Ich habe mich aber auch noch mit anderen Möglichkeiten befasst, die es ermöglichen zu mehr Konzentration, innerer Ruhe und Erdung führen können. Dabei stieß ich auf die Meditation und habe auch schon angefangen, mich näher damit zu befassen.
Meditationen werden von vielen Menschen immer noch als etwas unheimliches, mystisches angesehen. Dabei hat nahezu jeder schon mal in irgend einer Form "meditiert". Sei es, als er/sie sich in einen Sessel fallen liesund alles sackte von ihm/ihr ab bis hin zur Entspannung. Oder man benutzt ein bestimmtes Ritual, um sich auf etwas besonders zu konzentrieren. Die Redewendung "gehe mal in dich" bezeichnet auch den Vorgang einer Meditation.

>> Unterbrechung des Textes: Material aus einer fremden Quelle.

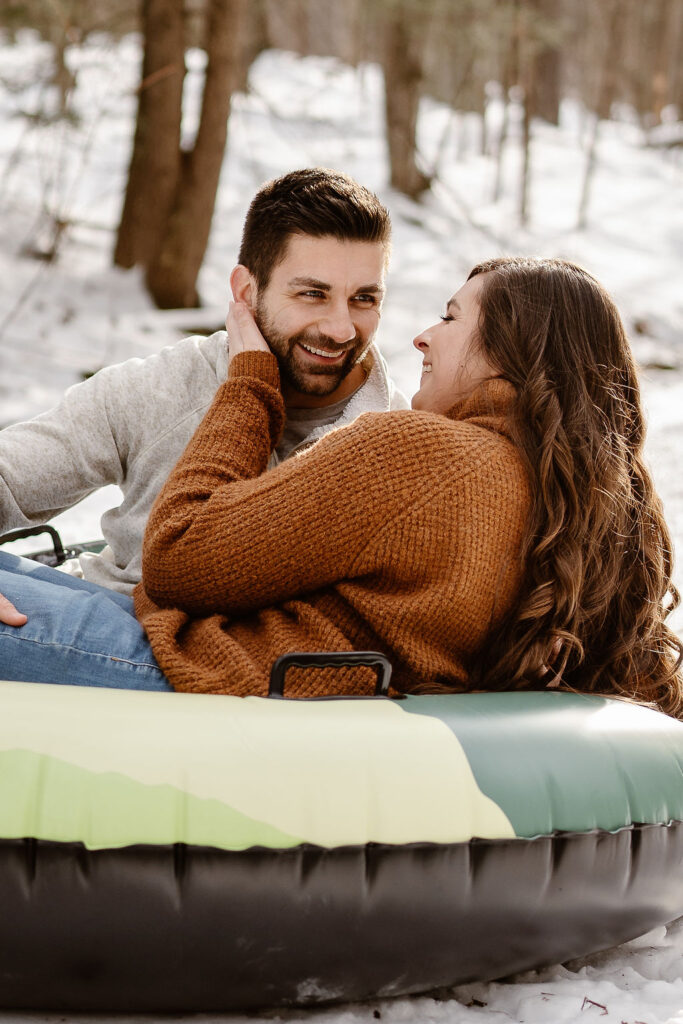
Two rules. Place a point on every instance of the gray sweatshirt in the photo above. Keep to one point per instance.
(128, 425)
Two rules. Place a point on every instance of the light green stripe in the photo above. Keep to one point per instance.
(45, 798)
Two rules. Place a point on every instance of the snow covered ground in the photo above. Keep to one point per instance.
(65, 317)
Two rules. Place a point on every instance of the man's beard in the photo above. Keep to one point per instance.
(307, 377)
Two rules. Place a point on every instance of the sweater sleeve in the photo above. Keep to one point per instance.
(226, 537)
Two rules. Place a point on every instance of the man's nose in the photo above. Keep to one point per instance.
(337, 324)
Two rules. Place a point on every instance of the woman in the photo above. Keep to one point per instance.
(503, 535)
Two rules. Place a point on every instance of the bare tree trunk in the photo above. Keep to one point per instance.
(173, 270)
(660, 83)
(548, 66)
(155, 164)
(612, 46)
(402, 82)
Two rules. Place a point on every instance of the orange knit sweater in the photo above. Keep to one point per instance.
(400, 532)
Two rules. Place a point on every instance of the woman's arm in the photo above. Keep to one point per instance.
(226, 537)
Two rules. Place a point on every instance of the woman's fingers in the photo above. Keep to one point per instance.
(8, 613)
(243, 334)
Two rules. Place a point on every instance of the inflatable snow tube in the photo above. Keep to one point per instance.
(191, 853)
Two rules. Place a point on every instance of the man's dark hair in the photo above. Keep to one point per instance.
(314, 202)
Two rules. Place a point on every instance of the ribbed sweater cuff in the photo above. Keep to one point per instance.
(262, 366)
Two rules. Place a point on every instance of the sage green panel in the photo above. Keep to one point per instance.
(564, 761)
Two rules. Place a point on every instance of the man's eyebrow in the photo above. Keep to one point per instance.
(310, 283)
(323, 286)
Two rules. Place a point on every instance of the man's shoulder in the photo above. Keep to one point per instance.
(190, 354)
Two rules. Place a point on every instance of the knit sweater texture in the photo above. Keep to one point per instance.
(400, 532)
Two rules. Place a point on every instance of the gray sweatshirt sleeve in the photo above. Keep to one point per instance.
(126, 425)
(51, 462)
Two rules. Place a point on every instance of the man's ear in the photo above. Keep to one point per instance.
(243, 285)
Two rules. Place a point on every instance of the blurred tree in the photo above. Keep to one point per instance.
(171, 192)
(401, 58)
(611, 33)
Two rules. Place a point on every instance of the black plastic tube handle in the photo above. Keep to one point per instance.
(331, 659)
(18, 535)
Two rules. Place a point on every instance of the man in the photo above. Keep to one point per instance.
(312, 262)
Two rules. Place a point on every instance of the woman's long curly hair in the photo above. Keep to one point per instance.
(597, 586)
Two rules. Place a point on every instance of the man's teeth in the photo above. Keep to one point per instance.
(319, 351)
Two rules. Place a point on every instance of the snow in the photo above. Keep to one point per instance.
(66, 317)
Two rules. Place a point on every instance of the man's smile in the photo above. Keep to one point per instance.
(326, 354)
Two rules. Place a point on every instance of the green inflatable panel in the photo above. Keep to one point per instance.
(566, 762)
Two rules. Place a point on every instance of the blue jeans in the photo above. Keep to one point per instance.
(77, 632)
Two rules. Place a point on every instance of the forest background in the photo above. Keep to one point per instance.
(132, 136)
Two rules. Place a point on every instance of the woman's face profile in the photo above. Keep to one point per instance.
(453, 363)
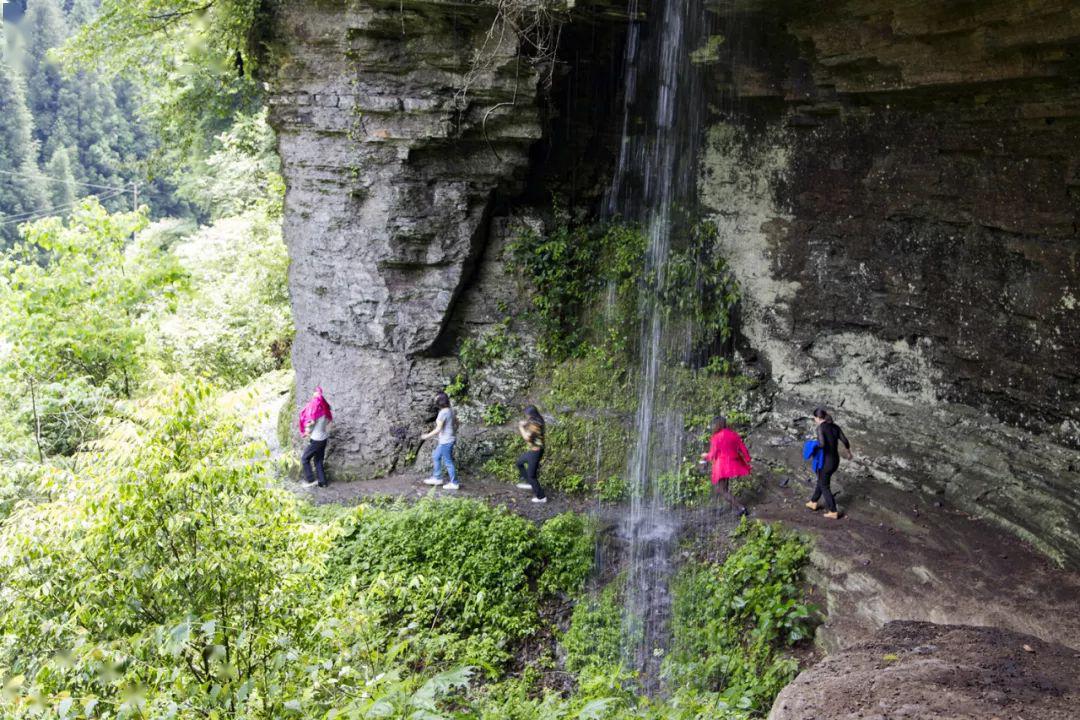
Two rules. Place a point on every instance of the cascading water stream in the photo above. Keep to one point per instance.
(655, 186)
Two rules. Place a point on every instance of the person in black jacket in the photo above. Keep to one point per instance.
(829, 437)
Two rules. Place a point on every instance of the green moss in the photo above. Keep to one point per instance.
(594, 639)
(285, 419)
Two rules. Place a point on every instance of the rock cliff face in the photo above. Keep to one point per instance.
(896, 186)
(394, 144)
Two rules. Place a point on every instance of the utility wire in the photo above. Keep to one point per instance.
(45, 212)
(57, 179)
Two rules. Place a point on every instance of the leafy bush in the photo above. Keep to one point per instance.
(461, 569)
(594, 639)
(164, 574)
(237, 323)
(732, 623)
(71, 298)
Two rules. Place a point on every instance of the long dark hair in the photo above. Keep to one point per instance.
(532, 413)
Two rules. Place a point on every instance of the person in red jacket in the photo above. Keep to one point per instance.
(730, 459)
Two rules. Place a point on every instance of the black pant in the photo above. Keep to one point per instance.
(528, 467)
(823, 489)
(315, 450)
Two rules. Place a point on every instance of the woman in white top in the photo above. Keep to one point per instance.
(446, 429)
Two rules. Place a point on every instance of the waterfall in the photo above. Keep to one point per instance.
(653, 185)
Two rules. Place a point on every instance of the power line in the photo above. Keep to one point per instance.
(41, 213)
(58, 179)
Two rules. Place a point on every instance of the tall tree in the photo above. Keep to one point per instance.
(21, 192)
(62, 185)
(44, 28)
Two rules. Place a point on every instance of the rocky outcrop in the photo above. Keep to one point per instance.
(925, 671)
(896, 187)
(397, 125)
(896, 190)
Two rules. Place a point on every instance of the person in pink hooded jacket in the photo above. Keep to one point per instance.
(730, 459)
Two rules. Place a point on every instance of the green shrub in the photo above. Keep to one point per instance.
(460, 569)
(732, 623)
(593, 643)
(568, 543)
(185, 578)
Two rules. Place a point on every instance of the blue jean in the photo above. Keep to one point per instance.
(444, 456)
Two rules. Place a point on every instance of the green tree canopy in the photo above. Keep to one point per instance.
(192, 55)
(21, 193)
(70, 298)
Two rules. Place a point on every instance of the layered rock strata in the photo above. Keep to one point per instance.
(896, 189)
(397, 125)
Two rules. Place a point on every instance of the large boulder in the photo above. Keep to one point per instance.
(926, 671)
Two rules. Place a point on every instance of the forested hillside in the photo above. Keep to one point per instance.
(623, 262)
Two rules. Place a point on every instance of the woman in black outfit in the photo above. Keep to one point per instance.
(528, 465)
(829, 437)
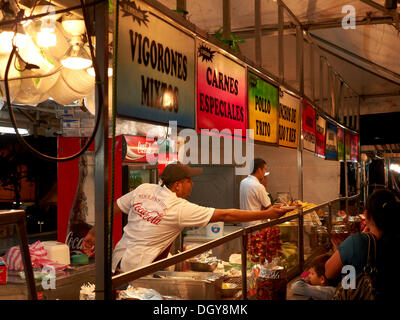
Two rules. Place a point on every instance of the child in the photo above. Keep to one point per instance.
(316, 286)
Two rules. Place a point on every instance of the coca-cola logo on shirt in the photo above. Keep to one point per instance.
(152, 216)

Ich stehe noch gaaaaanz am Anfang. Bin gerade dabei, mein Asana zu üben.
Was ist ein Asana?
Asana ist ein Begriff aus dem Sanskrit und bedeutet "ruhige Stellung".
Asana ist eine definierte Körperstellung, die:
- nur für Meditationen verwendet wird
- vollkommen regungslos ist d.h. der Körper genau in der definierten Position verbleibt.

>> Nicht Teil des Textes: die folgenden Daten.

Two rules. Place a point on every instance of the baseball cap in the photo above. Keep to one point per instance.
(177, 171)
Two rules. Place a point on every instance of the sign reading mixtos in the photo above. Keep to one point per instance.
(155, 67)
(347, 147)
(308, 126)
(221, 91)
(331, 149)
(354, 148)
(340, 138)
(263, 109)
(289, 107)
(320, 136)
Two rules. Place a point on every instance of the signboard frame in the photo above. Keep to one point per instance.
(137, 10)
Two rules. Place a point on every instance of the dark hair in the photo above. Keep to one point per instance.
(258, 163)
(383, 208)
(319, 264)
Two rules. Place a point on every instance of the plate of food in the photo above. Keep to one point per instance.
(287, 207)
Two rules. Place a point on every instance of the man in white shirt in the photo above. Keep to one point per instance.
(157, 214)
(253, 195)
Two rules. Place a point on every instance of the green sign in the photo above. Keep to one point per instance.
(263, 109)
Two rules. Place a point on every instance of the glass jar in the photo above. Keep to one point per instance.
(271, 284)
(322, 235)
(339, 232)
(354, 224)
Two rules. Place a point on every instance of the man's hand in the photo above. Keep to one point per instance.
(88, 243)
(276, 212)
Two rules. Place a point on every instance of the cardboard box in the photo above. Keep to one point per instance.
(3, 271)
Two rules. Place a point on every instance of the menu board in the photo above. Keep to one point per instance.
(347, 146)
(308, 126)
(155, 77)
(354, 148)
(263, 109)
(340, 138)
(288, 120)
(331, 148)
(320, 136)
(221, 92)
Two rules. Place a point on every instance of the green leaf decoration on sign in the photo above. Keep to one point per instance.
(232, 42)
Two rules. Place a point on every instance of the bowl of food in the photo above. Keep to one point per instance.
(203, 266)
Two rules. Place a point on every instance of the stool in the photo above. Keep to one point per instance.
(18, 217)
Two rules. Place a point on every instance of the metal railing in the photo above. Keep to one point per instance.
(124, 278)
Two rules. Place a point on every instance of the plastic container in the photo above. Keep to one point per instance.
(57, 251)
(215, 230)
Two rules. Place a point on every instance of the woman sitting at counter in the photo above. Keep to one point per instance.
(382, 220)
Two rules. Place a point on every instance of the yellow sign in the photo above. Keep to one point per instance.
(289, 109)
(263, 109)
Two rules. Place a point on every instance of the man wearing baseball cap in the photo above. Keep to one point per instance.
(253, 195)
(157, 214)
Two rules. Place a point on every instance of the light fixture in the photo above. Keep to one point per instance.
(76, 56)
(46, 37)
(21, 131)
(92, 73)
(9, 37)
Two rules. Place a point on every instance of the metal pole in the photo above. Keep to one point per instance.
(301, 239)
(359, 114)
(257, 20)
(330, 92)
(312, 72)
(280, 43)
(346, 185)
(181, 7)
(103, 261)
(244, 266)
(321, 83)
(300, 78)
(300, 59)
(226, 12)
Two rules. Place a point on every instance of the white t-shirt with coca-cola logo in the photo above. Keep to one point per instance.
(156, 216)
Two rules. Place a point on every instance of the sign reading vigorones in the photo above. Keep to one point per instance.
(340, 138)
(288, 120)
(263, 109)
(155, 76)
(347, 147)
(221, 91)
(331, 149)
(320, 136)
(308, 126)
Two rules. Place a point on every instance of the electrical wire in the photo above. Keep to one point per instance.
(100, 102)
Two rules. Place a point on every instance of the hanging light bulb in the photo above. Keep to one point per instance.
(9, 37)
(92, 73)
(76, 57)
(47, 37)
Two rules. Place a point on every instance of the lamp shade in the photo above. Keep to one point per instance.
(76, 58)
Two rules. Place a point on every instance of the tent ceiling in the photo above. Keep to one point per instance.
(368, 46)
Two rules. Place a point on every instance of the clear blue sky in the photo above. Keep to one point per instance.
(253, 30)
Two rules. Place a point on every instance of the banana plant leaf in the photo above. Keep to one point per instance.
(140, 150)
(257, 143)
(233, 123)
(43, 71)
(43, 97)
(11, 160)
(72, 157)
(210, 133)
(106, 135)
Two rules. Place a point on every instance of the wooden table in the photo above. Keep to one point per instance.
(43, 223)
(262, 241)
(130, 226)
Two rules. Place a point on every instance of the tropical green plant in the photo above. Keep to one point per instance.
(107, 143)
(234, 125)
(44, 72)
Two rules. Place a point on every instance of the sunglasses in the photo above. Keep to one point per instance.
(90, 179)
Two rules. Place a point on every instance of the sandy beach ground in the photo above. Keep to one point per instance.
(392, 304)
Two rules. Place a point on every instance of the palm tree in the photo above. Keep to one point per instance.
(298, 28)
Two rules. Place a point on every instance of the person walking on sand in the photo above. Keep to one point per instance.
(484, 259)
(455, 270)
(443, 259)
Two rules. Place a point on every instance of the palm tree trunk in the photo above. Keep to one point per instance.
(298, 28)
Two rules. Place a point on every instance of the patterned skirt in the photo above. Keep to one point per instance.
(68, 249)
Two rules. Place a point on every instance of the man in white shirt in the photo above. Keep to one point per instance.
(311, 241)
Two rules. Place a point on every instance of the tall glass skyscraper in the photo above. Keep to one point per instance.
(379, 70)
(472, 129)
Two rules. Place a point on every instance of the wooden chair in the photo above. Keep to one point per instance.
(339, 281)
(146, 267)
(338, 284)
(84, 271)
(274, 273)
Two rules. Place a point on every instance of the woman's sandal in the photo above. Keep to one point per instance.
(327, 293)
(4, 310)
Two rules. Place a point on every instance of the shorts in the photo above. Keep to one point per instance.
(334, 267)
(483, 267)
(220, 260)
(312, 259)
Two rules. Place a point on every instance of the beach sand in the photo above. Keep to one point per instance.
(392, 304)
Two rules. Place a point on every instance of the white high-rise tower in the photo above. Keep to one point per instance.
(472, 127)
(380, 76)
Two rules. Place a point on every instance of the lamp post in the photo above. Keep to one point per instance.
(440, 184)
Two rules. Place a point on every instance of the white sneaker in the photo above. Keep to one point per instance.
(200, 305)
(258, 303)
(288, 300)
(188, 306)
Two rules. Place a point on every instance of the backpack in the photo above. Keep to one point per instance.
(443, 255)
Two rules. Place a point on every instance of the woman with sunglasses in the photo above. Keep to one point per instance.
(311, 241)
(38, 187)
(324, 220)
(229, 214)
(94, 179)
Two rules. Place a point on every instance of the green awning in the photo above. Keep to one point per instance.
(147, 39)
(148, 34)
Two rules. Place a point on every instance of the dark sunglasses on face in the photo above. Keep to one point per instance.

Streng genommen zählen schon leichte Oberkörperbewegungen (leichtes kippen), Schlucken und Augenbewegungen als "Bewegungen". Da dies gerade von Anfänger noch nicht vermieden werden kann, muß anfangs jeder selbst die Kriterien für sich festlegen.

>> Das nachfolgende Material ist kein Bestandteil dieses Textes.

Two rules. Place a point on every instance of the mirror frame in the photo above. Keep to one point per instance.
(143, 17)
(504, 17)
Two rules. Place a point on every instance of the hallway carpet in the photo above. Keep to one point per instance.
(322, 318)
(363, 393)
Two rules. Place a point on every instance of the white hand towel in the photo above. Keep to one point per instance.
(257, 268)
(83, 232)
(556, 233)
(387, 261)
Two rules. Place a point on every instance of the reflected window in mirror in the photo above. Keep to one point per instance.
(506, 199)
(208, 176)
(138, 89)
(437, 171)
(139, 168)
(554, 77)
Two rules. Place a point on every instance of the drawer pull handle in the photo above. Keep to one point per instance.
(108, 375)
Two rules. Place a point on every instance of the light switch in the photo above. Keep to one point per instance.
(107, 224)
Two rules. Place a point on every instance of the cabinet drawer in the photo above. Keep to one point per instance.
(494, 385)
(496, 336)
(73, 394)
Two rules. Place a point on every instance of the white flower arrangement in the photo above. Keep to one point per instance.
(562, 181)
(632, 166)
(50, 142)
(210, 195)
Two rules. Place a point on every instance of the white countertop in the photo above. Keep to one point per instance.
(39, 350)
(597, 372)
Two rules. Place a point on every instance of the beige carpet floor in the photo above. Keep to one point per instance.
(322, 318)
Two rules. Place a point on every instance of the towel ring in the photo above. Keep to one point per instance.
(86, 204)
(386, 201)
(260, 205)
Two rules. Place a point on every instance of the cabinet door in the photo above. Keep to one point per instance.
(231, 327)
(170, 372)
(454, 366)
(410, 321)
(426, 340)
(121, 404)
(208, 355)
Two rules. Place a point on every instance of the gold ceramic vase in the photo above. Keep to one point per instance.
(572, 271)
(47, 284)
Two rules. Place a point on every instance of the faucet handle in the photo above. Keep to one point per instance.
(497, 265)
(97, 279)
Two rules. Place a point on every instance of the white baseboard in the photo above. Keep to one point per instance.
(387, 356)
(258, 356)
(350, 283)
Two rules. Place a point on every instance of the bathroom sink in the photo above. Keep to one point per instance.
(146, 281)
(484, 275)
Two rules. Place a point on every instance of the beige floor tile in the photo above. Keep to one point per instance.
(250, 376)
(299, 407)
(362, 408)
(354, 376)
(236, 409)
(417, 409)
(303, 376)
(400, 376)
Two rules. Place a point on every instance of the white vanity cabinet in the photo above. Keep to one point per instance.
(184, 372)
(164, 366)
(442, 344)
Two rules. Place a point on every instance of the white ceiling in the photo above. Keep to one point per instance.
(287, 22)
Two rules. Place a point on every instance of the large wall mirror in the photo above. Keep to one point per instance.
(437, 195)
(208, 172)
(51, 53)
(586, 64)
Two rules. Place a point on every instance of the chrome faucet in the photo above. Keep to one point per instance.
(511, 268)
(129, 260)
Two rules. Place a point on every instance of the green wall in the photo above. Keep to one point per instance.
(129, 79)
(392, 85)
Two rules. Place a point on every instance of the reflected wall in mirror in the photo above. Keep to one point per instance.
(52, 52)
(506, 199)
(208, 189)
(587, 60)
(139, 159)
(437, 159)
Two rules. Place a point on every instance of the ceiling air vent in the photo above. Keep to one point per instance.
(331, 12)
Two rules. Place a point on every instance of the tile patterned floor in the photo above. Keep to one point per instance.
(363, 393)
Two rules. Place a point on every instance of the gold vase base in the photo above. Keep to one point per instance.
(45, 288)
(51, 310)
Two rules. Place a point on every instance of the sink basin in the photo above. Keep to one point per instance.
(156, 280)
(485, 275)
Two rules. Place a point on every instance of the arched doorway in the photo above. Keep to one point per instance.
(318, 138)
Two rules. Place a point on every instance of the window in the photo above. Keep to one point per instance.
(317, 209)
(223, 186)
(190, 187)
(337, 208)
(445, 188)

Mein Asana ist der sogenannte "Drachensitz".
Man bleibt in seinem Asana die ganze Zeit der Meditation. Ich schaffe es ungefähr 25 Minuten, dann sind meine Beine eingeschlafen und schmerzen. Dies wird aber von mal zu mal besser. Auch hier ist es die Regelmäßigkeit, die den Erfolg bringt. Ziel ist es, eine Stunde in seinem Asana zu meditieren.